On February 3, 1931, the Arkansas legislature passed a motion to hold a group prayer to save the soul of the journalist H.L. Mencken. The proximate cause were three columns by Mencken in the Baltimore Evening Sun in January. Describing Arkansas as “perhaps the most shiftless and backward state in the whole galaxy,” he dubbed it “the apex of moronia.” Mencken shrugged off the prayer session, saying, “I didn’t make Arkansas the butt of ridicule. God did.”
Mencken was especially harsh on the religious southeastern and south-central states, coining the phrase “Bible Belt” to describe them. There, aggressive evangelicals often used government to impose their morality on others. This clashed with Mencken's tolerance as well as the scientific progress he championed. If “Genesis embodies a mathematically accurate statement of what took place the week of June 3, 4004 B.C.,” he argued, then “all of modern science is nonsense.”
The clash erupted dramatically during the eight-day Scopes Monkey Trial held in Tennessee in 1925. (Mencken also coined the term “Monkey Trial.”) A high school teacher had broken a law against teaching evolution, and Mencken was determined to be a key player in the courtroom circus. He persuaded the famed attorney Clarence Darrow to defend the teacher against the equally famed politican-orator William Jennings Bryan.

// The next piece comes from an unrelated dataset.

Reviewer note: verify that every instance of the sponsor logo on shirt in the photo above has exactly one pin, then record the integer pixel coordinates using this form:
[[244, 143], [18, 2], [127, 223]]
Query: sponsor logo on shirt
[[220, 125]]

Mencken's broadcasts blistered the radio waves with accounts of the courtroom's “air of a religious orgy.” A guilty verdict was inevitable, he announced, because “one accused of heresy ... is like one accused of boiling his grandmother to make soap.” Such comments almost led to his lynching.
Although Scopes was found guilty and fined, with the judgment later overturned on a technicality, Mencken declared the trial to be “a great victory.” For the rest of his life, he cited it as proof that civil libertarians must ever be on guard against mandatory moralists.